Les rapports d'une centaine de pages présentent à la fois un inconvénient et un avantage : chacun y trouve ce qui correspond le mieux à ce qu'il souhaite démontrer. La conclusion générale de ce rapport est excellente et me convient parfaitement : comme on l'enseigne à Sciences Po, elle ferme une porte et ouvre une fenêtre, celle de la ville moyenne. Mais nous ne sommes pas près de revoir une France des villes moyennes, en perdition à cause de la désindustrialisation de notre pays. Lorsqu'une économie passe du secondaire au tertiaire, elle se métropolise, avec en arrière-plan des choix de politique économique qui dépassent le cadre national.
En revanche, je suis très réservé sur le chapitre intitulé : « La gratuité des transports collectifs : un choix politique », pages 31 et 32. C'est effectivement un choix politique. Il aurait mieux valu l'intituler « Plaidoyer pour la gratuité des transports collectifs urbains » - car le rural a manifestement été évacué. Juste avant de conclure qu'il faut « dépassionner un débat qui souffre trop souvent de positions de principe et d'idées préconçues », le rapport note : « Comme le disait si justement le biologiste Albert Jacquard »... On évite généralement ce genre d'appréciations - d'autant que, sans méconnaître les compétences d'Albert Jacquard en biologie, comme les starlettes il avait un avis sur toute chose.
Ce rapport sous-entend ainsi que penser autre chose que ce qui est écrit sur ces deux pages, c'est être un passionné, prisonnier de ses idées préconçues.
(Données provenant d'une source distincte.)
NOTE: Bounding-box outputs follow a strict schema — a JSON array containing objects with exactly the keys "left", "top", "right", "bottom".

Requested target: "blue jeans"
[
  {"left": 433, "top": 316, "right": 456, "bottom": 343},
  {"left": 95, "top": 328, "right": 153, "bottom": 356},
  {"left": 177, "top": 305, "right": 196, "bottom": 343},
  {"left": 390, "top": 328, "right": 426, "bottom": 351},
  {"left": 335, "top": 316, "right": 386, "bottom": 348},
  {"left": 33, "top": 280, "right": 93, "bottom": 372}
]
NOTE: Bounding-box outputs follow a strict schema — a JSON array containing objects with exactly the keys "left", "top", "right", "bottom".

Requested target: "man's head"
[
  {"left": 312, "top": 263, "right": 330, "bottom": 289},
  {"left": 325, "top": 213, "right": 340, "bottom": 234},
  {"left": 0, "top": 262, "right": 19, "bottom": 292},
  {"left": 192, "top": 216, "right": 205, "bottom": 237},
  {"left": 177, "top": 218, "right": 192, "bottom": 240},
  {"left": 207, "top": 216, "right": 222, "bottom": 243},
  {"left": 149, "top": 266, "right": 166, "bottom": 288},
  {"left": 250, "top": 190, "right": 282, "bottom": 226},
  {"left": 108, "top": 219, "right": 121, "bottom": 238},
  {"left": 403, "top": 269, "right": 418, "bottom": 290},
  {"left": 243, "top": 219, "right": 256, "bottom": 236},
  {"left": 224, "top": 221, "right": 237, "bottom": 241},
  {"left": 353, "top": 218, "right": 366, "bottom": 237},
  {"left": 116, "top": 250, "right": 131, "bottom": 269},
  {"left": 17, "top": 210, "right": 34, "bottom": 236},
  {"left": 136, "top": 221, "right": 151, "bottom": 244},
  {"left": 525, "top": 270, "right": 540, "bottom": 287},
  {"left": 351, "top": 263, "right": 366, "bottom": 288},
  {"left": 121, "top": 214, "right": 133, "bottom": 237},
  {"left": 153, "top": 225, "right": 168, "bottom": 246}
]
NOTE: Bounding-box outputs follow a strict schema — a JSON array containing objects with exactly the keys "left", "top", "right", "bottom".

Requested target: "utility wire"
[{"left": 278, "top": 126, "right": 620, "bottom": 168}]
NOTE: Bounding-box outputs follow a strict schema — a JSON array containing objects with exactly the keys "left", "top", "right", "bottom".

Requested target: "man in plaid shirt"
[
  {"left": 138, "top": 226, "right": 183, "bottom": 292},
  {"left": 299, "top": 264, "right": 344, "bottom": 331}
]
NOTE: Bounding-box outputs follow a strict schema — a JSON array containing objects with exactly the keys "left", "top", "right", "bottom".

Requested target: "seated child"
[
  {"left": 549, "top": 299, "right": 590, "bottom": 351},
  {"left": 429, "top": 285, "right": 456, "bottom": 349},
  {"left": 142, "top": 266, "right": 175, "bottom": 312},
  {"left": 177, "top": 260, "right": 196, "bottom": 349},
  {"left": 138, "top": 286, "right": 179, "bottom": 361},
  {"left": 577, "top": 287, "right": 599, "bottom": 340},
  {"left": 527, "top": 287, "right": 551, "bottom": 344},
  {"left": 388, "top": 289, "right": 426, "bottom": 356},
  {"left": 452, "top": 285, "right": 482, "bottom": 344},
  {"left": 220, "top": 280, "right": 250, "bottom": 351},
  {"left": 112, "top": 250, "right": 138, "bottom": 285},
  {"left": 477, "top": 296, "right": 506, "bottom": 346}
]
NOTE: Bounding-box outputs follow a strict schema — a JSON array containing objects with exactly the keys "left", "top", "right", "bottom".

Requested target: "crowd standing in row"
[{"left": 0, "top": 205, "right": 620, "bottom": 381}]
C'est un plaidoyer de la première à la dernière ligne. Vous évaluez ce que coûte l'entretien du réseau routier, sans faire état des taxes payées par les automobiles et les camions. Or il m'avait toujours semblé que ces derniers étaient les vaches à lait de l'État... Il n'aurait pas été inutile de chiffrer ce que rapportent ces usagers, sans compter le versement transport des entreprises, dont je les entends sans cesse se plaindre.
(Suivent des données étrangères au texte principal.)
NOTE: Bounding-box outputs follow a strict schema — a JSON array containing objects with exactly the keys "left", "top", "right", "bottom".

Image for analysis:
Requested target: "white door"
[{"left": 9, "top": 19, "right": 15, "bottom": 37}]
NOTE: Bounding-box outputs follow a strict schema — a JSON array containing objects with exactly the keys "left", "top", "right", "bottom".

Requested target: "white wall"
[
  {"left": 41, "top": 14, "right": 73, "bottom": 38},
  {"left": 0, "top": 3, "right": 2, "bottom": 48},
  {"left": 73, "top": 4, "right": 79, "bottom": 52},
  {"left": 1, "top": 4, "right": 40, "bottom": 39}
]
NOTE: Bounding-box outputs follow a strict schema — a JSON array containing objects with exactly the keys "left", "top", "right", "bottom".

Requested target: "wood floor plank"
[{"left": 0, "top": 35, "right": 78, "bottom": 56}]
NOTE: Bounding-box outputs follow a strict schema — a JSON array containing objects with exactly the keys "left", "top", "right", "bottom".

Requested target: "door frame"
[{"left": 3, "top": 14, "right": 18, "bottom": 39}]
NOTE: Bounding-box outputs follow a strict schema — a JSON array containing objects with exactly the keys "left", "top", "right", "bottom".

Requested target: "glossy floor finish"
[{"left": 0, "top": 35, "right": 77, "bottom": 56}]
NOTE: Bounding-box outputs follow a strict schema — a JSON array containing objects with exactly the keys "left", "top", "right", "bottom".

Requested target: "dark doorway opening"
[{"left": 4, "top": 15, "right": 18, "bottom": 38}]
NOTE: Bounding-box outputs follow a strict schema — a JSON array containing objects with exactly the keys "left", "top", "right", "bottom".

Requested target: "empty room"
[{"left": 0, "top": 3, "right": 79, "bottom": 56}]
On peut aussi se demander combien coûte au contribuable la SNCF, perpétuellement en déficit - sans compter son régime de retraites - alors que sa contribution au transfert modal de la route vers le rail diminue chaque année.
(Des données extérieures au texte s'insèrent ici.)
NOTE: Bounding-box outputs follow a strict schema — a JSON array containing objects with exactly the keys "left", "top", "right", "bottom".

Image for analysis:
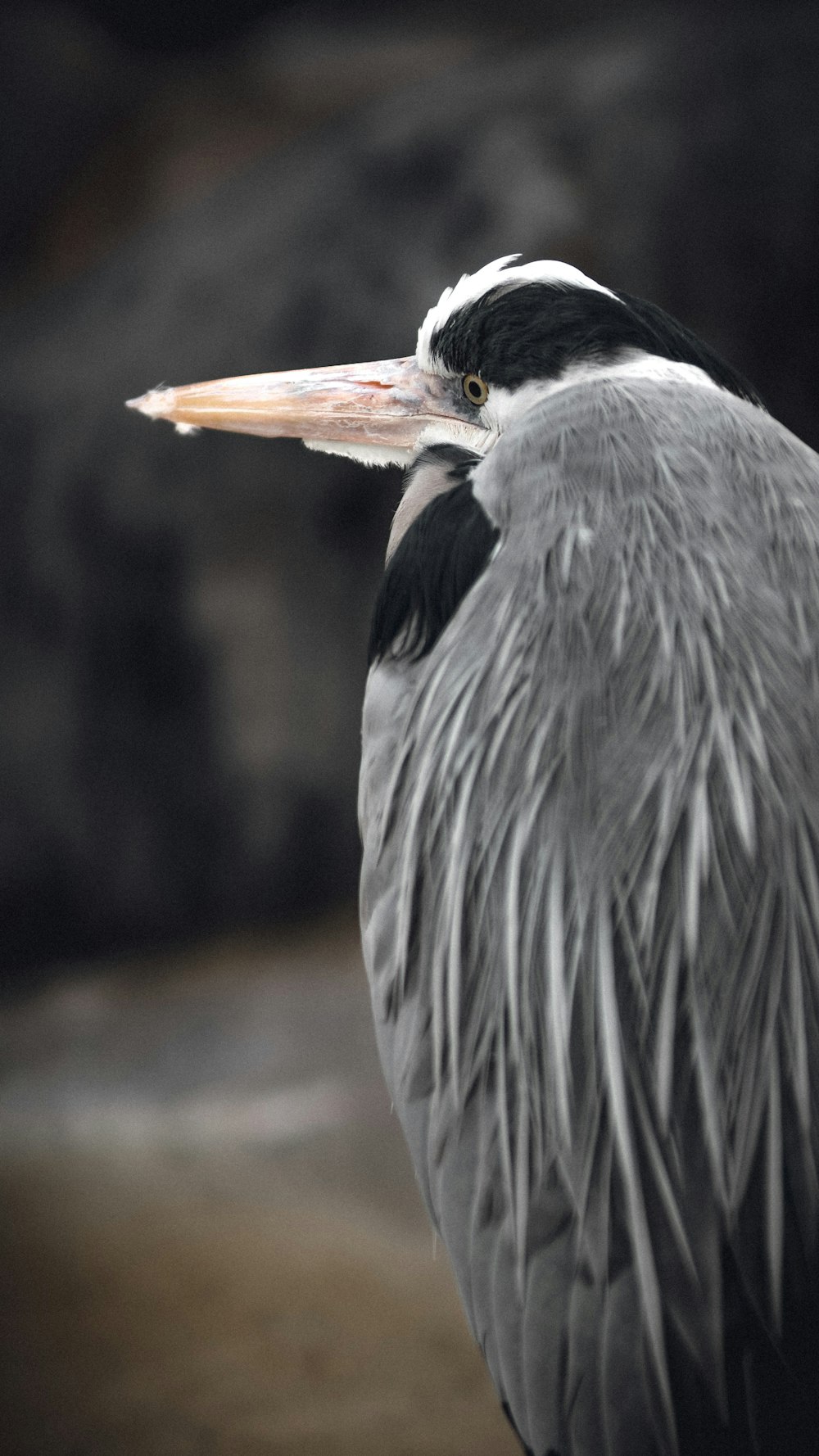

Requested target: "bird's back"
[{"left": 360, "top": 380, "right": 819, "bottom": 1456}]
Que coûtent les transports en commun urbains au contribuable ? Vous avez fort bien souligné que c'est à Paris que les usagers contribuent le moins au financement du transport collectif : 30 % viennent de leur poche contre 70 % ailleurs. C'est donc quand la participation de l'usager devient marginale que la gratuité est envisagée. Quand il ne paie pas grand-chose, c'est déjà trop...
Certaines comparaisons me préoccupent : le rapport suggère que les mobilités soient gratuites - pour les seuls urbains évidemment. Or la santé, c'est la vie et la mort. L'éducation, c'est la différence entre une vie active et une vie inactive. Ce sont deux besoins fondamentaux, que l'on ne peut pas mettre au même niveau que les transports collectifs. On a toujours la possibilité de ne pas se déplacer. Qui trop embrasse mal étreint : je ne voterai pas ce rapport.